D’après Yves-Marie ADELINE

dimanche 4 mai 2008, par MabBlavet

Citation tirée de L’Aube Royale d’Yves Marie ADELINE, Ed. SICRE 1, Square Racan - 75016 PARIS, 1991 p.27-28

En Occident, l’expérience athénienne, contrairement à ce qu’il en apparaît, n’a fait que transférer cette sacralité du pouvoir, en la retirant des mains d’un homme pour l’accorder à l’État.

Dans cette ville qui, à bien des égards, annonce le Christianisme, à tel point qu’une bonne partie de son héritage reste vivant dans notre civilisation européenne, la dignité du citoyen prend une telle ampleur que le chef incontestable n’est plus possible : aucun citoyen d’Athènes ne peut avoir moins de dignité qu’un autre citoyen.

Mais cette dignité si étendue qu’elle neutralise les disparités, le citoyen la doit au seul fait d’appartenir à la ville d’Athènes.
De même que nous disons les hommes être égaux sous le regard de Dieu, de même les citoyens sont-ils d’égale dignité par la seule grâce d’Athènes.
Par conséquent, tous ceux qui ne sont pas d’Athènes, même s’ils sont de Grèce, seront des barbares, comme les Persans et tous les autres « barbares » : il y a, d’un côté, les Athéniens, et de l’autre, les métèques.

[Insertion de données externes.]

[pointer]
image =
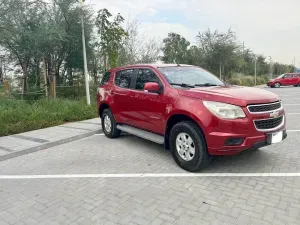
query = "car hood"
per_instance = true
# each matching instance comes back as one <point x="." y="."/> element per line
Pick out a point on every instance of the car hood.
<point x="237" y="95"/>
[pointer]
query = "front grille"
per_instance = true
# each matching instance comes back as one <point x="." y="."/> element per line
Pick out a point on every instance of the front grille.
<point x="264" y="107"/>
<point x="268" y="123"/>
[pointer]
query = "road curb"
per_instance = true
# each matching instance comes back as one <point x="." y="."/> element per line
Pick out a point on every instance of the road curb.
<point x="47" y="145"/>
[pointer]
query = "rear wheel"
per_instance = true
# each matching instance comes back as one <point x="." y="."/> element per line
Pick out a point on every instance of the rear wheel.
<point x="188" y="146"/>
<point x="109" y="125"/>
<point x="277" y="85"/>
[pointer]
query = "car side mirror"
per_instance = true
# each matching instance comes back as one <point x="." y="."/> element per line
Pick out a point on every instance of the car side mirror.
<point x="152" y="87"/>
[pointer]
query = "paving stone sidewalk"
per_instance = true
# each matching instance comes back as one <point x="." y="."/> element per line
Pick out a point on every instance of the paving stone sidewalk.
<point x="32" y="141"/>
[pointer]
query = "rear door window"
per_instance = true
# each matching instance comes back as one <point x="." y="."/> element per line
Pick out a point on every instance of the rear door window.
<point x="105" y="78"/>
<point x="144" y="76"/>
<point x="123" y="78"/>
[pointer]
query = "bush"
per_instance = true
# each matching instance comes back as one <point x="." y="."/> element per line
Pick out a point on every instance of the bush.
<point x="20" y="116"/>
<point x="247" y="80"/>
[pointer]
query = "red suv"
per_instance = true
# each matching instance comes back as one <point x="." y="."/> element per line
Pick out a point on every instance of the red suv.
<point x="286" y="79"/>
<point x="189" y="111"/>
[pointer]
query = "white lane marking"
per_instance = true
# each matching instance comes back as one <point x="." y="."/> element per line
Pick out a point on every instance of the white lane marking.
<point x="139" y="175"/>
<point x="290" y="104"/>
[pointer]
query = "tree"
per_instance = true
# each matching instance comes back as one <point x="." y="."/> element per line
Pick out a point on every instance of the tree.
<point x="137" y="47"/>
<point x="18" y="29"/>
<point x="219" y="50"/>
<point x="175" y="49"/>
<point x="111" y="35"/>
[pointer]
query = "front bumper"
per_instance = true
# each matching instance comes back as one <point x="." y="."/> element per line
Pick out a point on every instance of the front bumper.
<point x="250" y="142"/>
<point x="217" y="138"/>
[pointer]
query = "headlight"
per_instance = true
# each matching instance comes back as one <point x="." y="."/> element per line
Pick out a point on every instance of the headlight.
<point x="224" y="111"/>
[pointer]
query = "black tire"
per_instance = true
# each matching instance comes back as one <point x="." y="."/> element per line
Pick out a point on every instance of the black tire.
<point x="277" y="85"/>
<point x="201" y="157"/>
<point x="114" y="132"/>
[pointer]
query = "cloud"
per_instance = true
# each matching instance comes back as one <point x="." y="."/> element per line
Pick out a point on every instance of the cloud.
<point x="269" y="27"/>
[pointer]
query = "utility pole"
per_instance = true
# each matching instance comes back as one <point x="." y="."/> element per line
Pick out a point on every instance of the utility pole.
<point x="295" y="64"/>
<point x="45" y="77"/>
<point x="271" y="75"/>
<point x="255" y="60"/>
<point x="87" y="89"/>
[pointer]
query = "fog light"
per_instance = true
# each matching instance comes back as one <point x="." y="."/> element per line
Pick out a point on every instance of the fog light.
<point x="234" y="141"/>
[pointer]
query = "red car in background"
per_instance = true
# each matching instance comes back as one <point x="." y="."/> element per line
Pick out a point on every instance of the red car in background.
<point x="286" y="79"/>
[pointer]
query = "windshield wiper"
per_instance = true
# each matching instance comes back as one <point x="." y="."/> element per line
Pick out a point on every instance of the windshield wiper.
<point x="183" y="85"/>
<point x="206" y="85"/>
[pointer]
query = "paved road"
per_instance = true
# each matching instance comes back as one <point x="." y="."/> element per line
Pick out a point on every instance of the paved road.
<point x="154" y="200"/>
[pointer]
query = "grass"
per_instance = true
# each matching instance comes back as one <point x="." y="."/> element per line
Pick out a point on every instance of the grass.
<point x="20" y="116"/>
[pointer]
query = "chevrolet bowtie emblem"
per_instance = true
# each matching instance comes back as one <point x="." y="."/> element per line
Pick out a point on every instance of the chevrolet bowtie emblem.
<point x="274" y="114"/>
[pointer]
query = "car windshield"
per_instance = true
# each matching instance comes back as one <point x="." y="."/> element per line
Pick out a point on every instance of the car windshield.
<point x="190" y="76"/>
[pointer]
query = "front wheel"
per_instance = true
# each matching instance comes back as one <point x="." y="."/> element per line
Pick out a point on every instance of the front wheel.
<point x="188" y="146"/>
<point x="109" y="125"/>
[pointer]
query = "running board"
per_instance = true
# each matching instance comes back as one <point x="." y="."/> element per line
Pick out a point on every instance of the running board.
<point x="142" y="134"/>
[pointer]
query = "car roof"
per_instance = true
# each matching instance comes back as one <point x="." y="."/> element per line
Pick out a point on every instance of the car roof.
<point x="152" y="65"/>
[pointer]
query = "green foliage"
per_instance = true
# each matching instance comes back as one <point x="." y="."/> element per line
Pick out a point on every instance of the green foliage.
<point x="111" y="34"/>
<point x="247" y="80"/>
<point x="21" y="116"/>
<point x="175" y="49"/>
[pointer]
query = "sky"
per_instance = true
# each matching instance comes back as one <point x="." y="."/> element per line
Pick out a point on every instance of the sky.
<point x="268" y="27"/>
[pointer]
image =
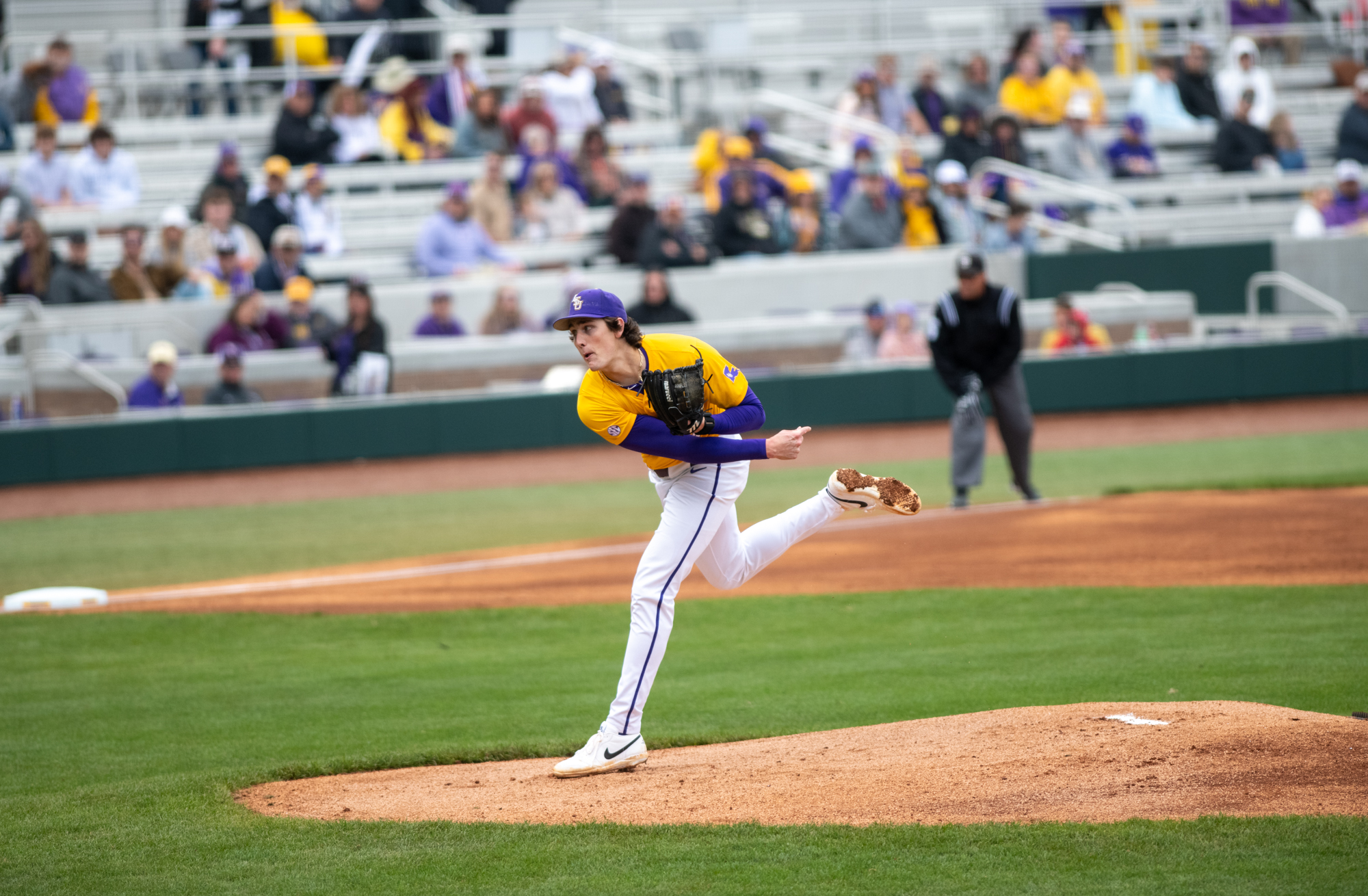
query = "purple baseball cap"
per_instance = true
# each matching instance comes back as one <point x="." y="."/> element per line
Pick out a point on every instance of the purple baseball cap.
<point x="590" y="304"/>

De cette sorte de dignité, nous ne pouvons pas dire qu’elle est assimilable à notre égalité devant Dieu, par-delà tout ce qui nous affecte en particulier : elle est issue exclusivement de l’appartenance à Athènes. En d’autres termes, si le citoyen n’obtient sa dignité que par sa nationalité athénienne, il reconnaît implicitement à Athènes cette supra-dignité qu’il méconnaît de Dieu, et qu’il refuserait a fortiori à l’un de ses semblables.

En se glorifiant ainsi, et jusqu’à l’excès, d’être athéniens, les citoyens sacralisaient Athènes. Leur Cité a su parvenir à tant de beauté, de force et de sagesse antique qu’elle est devenue un objet de vénération, de piété.

Avec la Révolution française, et le reflux des peuples vers la démocratie, la tentation athénienne se reconnaît intégralement, en ce qu’elle détermine un comportement de citoyen-type, équivalent à celui rencontré deux mille ans en arrière. Dans la célèbre phrase écrite sur la porte des maisons : « Ici, on s’honore du titre de citoyen », l’indigène se flatte insidieusement en sacralisant la cité à laquelle il appartient. Par ailleurs, l’hymne national de la République évoque l’« amour sacré de la patrie », dressant ainsi un autel à la dévotion de la Cité, par-delà toute morale, encourageant une xénophobie dirigée contre d’éternels métèques, et justifiant enfin la complicité de chacun dans toutes les entreprises, même injustes, par la seule vertu d’une citoyenneté commune.